Psychologists using patients to house-sit - Psychologist using client to help pack up office at retirement
- Psychologist having intern come in to clean the office on the intern's off days
- Psychologists using students and patients to buttle parties in their homes, and
- Faculty using students to babysit.
I think part of the problem is that we live in a cultural climate of general disrespect. We are always attuned to matters of class and rank, to where we stand in the pecking order -- and woe betide anyone on the rungs below. And then of course there are some people who just seem, as individuals, to be particularly arrogant/disrespectful. We've all known at least a few: No one, it seems, is safe from their disdain or their verbal abuse.

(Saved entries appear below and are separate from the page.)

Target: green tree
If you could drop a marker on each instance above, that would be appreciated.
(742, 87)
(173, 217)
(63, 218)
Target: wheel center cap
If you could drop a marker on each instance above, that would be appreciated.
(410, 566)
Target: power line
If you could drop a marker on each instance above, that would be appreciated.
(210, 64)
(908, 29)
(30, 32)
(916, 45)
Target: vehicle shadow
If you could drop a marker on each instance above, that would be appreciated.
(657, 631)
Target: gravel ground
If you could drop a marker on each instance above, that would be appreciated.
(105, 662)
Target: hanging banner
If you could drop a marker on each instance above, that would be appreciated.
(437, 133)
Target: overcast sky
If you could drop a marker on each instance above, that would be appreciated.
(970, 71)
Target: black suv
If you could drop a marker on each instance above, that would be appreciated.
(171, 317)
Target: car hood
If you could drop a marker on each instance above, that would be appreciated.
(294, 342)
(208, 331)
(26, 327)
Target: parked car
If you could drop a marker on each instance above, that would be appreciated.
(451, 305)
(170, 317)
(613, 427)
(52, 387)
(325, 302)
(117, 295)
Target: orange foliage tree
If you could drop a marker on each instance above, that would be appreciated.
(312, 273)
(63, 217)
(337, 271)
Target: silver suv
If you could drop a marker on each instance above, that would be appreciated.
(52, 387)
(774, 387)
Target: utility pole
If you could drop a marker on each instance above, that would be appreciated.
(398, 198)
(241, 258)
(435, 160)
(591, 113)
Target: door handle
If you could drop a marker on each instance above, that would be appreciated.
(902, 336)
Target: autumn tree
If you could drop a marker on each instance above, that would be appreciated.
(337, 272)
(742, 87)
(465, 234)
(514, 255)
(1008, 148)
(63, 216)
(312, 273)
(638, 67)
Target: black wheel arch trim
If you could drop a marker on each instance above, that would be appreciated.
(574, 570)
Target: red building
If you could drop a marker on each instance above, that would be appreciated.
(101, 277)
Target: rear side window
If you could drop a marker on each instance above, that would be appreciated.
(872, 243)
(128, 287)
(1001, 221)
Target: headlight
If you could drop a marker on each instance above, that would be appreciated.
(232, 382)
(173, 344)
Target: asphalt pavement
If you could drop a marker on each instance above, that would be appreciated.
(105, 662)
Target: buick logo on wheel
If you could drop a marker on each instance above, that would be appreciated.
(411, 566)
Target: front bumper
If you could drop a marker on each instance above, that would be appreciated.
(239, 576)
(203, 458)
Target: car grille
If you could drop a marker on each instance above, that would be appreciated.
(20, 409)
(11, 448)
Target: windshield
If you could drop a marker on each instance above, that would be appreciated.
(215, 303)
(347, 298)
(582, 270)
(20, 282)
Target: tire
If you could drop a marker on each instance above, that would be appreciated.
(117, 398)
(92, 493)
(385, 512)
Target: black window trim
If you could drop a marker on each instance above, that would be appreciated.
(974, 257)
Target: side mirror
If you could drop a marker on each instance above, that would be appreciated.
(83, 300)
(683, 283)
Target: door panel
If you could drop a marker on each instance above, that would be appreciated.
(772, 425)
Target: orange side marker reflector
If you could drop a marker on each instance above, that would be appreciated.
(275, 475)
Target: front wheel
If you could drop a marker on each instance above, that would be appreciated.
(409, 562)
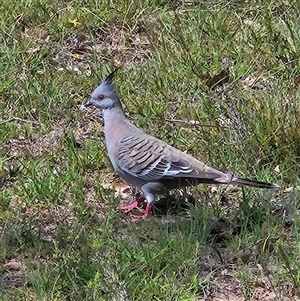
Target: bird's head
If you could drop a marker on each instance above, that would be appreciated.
(105, 95)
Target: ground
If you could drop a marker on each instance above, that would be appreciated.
(219, 80)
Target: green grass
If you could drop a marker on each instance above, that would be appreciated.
(219, 80)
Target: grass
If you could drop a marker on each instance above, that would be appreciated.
(219, 80)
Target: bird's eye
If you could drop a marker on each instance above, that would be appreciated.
(100, 97)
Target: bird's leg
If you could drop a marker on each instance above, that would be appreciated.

Plus, with some psychologists, there's a tendency to overvalue the doctorate, to demand respect for themselves while believing it somehow frees them from the obligation to show respect for others who might be just as smart, just as knowledgeable, but who for one reason or another, lack the diploma. They seem blissfully unaware that there is often no difference in intelligence or drive between them and the therapist with a masters--or, for that matter, the parapro with the high school diploma. To a degree (if you'll pardon the pun) the difference is often only a matter of privilege: The "I'm-a-doctor-and-don't-you-ever-forget-it" crowd as often as not are people who were born on third base but think they hit a triple.
And speaking of triples, sometimes you get the triple-whammy -- a psychologist who is (1) not only a product of hir culture but who also is (2) particularly self-important and who (3) takes too much credit for the achievement of a degree which is in itself overvalued*. . . and you have someone who is especially bad for morale, disruptive to the work of the unit/practice/facility/team, and who is potentially downright dangerous to patients.
Get people like that at the top of the office heap, and they tend to run off the folks who aren't like them and hire more who are, until the whole culture of the institution, be it a huge psychiatric hospital or tiny private practice, will be disrespectful. And when that happens, patients beware!
I don't know what we can do about it, other than shout out,
- R-E-S-P-E-C-T!
- Find out what it means to me!
- R-E-S-P-E-C-T!
*Trust me, it's not all that special -- there are thousands of us in the state of Georgia alone.